Study Design and Setting
RA is a chronic autoimmune disease and a major cause of disability worldwide. While Phase III randomized controlled trials (RCTs) remain the gold standard for evaluating pharmacological treatments, they often rely on clinical and laboratory endpoints and overlook how therapies affect patients’ functioning. The International Classification of Functioning, Disability and Health (ICF) provides a standardized, patient-centered framework to assess functioning across key domains. A scoping review was conducted in accordance with the JBI methodology for scoping reviews and reported following PRISMA-ScR guidelines. Literature was searched in MEDLINE, EMBASE, and ClinicalTrials.gov from 2010 to 2025. Phase III RCTs evaluating pharmacological interventions in adult patients with RA were included.
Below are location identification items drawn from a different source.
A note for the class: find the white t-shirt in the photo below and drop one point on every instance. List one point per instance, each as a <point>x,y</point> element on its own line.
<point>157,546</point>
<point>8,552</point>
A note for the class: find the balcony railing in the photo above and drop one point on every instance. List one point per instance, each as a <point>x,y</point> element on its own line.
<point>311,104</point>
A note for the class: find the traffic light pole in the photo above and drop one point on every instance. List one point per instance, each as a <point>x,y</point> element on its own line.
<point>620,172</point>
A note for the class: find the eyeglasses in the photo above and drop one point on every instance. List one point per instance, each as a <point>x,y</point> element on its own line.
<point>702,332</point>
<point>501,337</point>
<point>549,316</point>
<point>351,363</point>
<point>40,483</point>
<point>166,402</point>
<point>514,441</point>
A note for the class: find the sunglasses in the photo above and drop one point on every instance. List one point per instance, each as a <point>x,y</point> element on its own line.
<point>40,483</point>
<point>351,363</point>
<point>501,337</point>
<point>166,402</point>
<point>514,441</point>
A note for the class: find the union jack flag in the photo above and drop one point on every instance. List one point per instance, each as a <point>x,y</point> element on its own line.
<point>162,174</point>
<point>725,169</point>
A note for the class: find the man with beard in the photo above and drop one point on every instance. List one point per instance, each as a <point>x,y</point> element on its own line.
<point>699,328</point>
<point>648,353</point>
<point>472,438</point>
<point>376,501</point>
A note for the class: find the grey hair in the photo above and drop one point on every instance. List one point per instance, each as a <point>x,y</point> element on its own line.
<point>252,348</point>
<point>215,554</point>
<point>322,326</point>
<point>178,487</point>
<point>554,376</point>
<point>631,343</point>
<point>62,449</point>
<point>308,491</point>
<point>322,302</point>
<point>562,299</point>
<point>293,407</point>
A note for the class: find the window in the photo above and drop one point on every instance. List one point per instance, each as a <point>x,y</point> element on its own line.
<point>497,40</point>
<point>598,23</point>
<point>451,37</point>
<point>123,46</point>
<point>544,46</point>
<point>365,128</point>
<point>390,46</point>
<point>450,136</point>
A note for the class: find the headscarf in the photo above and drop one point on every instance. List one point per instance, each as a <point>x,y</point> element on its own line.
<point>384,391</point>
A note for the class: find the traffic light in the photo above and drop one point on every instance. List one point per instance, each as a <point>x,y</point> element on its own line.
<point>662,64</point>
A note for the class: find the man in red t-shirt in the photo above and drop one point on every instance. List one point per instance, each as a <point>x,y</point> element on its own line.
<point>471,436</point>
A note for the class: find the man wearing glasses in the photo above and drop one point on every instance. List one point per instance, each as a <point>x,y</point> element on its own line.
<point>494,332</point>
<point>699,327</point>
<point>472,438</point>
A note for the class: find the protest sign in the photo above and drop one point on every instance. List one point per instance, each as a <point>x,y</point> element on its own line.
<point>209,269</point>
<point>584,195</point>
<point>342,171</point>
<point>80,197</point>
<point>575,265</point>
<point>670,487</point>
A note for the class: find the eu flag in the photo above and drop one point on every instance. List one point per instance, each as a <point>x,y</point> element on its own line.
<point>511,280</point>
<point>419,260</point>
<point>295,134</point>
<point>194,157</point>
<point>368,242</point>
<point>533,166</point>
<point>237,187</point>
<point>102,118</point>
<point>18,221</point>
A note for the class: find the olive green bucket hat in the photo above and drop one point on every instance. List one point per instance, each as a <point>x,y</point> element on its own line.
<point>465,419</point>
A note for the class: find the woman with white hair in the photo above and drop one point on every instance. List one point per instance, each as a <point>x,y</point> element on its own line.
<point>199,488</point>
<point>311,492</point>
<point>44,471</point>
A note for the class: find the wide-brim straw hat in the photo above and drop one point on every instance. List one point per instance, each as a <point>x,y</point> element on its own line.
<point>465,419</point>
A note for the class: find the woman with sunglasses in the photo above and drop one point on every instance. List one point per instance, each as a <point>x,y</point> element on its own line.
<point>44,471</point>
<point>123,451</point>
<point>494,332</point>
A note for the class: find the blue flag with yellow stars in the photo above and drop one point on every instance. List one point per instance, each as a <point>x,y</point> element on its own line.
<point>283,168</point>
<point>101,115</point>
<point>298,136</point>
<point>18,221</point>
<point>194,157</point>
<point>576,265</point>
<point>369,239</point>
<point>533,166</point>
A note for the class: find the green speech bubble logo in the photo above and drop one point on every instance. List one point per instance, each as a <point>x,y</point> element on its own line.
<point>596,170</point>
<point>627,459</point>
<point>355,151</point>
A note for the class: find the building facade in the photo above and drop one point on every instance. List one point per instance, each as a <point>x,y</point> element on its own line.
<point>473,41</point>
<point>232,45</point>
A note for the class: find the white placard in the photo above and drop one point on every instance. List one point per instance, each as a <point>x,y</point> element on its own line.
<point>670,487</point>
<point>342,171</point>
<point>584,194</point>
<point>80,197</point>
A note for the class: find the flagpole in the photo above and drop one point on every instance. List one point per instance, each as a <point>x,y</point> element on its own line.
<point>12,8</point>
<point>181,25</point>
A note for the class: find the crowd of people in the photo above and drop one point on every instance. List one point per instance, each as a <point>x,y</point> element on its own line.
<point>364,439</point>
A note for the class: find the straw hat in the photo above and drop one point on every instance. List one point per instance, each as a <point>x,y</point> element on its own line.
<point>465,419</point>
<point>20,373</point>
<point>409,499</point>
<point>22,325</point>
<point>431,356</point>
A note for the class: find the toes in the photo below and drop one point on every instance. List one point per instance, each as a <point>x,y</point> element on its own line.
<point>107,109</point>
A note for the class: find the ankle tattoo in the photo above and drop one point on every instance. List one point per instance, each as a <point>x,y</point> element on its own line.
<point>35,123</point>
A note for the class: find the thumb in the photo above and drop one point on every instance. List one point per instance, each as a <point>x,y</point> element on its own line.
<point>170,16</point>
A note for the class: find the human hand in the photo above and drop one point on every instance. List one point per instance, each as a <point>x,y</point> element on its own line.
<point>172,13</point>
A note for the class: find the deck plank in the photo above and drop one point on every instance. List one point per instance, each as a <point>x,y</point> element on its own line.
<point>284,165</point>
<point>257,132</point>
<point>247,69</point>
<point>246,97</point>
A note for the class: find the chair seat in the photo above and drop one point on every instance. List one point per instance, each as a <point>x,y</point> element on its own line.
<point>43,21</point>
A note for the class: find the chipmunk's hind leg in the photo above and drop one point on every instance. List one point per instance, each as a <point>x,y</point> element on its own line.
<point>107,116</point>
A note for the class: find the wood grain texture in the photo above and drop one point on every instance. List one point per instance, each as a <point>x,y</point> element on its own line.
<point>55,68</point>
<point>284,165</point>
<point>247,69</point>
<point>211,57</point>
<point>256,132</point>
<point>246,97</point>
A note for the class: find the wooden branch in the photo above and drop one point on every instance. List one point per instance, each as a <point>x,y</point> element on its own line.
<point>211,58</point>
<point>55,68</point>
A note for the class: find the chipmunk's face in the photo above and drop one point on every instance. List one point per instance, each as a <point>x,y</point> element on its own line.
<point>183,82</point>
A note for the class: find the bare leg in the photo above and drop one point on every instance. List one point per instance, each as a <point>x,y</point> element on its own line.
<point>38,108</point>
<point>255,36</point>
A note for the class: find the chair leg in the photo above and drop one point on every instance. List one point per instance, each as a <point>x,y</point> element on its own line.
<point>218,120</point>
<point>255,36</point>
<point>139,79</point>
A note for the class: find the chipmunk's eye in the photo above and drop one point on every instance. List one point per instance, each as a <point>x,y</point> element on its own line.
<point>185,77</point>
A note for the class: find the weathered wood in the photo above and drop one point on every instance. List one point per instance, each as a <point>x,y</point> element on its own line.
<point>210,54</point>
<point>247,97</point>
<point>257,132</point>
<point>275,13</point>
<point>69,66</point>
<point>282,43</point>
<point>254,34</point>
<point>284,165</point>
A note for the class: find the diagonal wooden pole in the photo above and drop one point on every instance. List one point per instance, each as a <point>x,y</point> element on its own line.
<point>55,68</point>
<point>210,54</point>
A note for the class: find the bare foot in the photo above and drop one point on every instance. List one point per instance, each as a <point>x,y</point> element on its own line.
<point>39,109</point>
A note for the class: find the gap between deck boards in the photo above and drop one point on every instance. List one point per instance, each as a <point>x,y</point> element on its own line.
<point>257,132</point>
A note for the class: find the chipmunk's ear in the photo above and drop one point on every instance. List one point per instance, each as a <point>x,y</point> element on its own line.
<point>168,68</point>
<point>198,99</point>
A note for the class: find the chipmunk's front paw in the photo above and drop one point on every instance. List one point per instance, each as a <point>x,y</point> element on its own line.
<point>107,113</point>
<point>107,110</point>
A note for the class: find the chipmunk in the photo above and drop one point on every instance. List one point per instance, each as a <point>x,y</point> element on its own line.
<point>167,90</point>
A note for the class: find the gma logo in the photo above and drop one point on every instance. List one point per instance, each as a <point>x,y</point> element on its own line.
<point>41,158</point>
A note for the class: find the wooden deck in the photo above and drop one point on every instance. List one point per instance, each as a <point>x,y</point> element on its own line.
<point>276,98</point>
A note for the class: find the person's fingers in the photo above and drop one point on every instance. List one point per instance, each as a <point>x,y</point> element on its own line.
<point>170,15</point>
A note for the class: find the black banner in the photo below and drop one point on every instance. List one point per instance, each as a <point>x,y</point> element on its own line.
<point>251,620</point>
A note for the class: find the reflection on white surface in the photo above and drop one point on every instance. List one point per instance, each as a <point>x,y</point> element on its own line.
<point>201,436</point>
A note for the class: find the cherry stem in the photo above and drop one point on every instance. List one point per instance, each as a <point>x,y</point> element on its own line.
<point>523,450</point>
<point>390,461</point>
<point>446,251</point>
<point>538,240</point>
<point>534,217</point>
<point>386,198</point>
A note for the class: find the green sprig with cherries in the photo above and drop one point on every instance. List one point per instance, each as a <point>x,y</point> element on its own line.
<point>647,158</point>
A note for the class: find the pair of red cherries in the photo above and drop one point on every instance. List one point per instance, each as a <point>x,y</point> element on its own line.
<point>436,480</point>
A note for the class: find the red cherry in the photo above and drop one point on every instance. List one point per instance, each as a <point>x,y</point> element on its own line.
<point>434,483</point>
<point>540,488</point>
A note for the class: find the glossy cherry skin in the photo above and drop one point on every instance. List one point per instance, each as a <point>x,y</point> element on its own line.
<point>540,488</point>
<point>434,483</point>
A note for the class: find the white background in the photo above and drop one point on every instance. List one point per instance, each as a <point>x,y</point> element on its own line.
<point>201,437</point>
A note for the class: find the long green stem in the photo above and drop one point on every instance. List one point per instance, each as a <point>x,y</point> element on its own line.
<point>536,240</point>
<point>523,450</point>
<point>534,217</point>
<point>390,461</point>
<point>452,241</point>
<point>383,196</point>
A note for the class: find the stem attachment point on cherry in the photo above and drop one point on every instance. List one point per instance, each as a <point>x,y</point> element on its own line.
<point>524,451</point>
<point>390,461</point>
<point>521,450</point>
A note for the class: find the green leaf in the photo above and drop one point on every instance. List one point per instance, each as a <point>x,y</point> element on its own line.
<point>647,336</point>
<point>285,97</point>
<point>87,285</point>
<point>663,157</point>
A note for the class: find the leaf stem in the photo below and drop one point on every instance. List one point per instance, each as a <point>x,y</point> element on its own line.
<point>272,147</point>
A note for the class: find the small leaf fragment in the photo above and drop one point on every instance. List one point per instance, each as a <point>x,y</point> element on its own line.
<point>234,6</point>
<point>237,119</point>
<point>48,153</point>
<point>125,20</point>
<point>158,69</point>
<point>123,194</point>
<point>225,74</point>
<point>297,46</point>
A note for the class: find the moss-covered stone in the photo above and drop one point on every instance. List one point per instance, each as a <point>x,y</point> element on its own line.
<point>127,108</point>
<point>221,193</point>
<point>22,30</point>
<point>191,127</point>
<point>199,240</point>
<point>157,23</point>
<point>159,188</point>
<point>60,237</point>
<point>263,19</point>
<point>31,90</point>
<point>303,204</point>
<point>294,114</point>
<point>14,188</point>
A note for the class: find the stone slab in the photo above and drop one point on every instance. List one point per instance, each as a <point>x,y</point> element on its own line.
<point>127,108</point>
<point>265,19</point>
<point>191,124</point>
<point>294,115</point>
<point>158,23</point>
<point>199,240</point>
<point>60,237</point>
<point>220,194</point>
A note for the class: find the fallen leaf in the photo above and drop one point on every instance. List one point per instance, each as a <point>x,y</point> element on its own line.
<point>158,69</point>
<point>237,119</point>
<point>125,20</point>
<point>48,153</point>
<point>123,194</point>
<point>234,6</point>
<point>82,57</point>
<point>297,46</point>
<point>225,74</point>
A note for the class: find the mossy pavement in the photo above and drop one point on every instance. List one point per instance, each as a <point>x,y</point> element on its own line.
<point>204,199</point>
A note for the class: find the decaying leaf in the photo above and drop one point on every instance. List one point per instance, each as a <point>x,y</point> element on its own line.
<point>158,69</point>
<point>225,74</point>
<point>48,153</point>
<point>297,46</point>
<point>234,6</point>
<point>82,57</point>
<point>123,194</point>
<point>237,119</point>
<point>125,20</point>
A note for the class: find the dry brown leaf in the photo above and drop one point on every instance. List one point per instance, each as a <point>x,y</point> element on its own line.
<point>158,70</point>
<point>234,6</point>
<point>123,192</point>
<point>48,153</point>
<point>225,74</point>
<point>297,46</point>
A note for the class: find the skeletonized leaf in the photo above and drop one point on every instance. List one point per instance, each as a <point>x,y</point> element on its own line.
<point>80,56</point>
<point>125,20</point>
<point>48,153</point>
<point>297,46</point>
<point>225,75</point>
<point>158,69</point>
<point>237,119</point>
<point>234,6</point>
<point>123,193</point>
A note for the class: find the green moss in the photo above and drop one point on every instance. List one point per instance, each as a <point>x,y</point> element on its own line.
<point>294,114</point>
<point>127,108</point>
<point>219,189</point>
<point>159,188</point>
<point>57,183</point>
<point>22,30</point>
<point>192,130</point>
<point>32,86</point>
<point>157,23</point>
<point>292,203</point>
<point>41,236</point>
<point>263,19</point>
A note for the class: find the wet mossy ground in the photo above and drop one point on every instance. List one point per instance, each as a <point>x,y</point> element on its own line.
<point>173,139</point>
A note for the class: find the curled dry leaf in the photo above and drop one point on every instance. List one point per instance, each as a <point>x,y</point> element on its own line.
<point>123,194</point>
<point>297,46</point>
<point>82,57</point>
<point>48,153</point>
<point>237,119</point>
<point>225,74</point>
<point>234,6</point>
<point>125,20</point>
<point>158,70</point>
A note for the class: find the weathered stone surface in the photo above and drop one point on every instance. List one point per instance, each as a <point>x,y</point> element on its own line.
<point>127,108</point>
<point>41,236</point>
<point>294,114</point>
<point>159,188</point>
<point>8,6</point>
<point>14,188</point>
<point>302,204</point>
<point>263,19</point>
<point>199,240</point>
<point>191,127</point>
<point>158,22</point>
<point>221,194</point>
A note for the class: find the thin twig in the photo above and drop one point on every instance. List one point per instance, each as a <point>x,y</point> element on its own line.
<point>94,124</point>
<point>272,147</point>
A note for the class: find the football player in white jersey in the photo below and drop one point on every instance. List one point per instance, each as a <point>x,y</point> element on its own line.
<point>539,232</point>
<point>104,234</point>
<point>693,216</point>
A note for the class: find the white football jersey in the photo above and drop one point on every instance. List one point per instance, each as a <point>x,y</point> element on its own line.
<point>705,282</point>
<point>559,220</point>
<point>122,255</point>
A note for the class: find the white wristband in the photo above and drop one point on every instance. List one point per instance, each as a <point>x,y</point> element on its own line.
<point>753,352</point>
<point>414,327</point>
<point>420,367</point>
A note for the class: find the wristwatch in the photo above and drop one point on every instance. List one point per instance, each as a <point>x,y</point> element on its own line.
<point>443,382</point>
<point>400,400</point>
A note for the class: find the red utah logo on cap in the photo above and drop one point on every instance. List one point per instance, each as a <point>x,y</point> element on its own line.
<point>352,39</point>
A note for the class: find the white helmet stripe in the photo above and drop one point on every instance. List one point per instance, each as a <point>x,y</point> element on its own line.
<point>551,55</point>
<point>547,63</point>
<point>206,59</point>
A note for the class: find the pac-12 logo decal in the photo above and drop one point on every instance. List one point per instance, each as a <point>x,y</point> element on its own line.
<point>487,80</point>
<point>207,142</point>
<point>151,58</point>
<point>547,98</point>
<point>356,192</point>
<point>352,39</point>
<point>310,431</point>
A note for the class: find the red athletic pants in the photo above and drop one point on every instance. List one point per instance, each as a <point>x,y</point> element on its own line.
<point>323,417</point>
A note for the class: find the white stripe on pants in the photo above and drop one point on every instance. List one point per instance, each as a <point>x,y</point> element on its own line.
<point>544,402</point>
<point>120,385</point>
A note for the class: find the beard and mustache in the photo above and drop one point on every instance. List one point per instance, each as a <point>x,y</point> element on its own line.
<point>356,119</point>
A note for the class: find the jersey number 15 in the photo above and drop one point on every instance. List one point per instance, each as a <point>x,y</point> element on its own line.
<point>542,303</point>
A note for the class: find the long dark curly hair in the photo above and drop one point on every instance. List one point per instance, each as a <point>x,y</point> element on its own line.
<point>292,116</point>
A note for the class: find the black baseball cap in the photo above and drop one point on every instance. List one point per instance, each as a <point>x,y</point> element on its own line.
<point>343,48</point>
Functioning-related outcomes were extracted and mapped to ICF categories using standardized linking rules.
Results
Of 852 records screened, 91 met the inclusion criteria. Functioning was frequently assessed through patient-reported outcomes and composite clinical measures. The most commonly linked ICF categories were related to pain and joint mobility within the body functions domain, walking and carrying out daily activities within the activities and participation domain, and joint structures of the shoulder, upper, and lower limbs within body structures. Despite the broad representation, none of the studies explicitly used the ICF framework.
Conclusion
Functioning is often assessed in RA phase III RCTs, but only implicitly and without reference to the ICF framework. Explicitly integrating the ICF could bring greater standardization, comparability, and patient-centeredness in outcome measurement in pharmacological trials, not only in RA but across chronic conditions.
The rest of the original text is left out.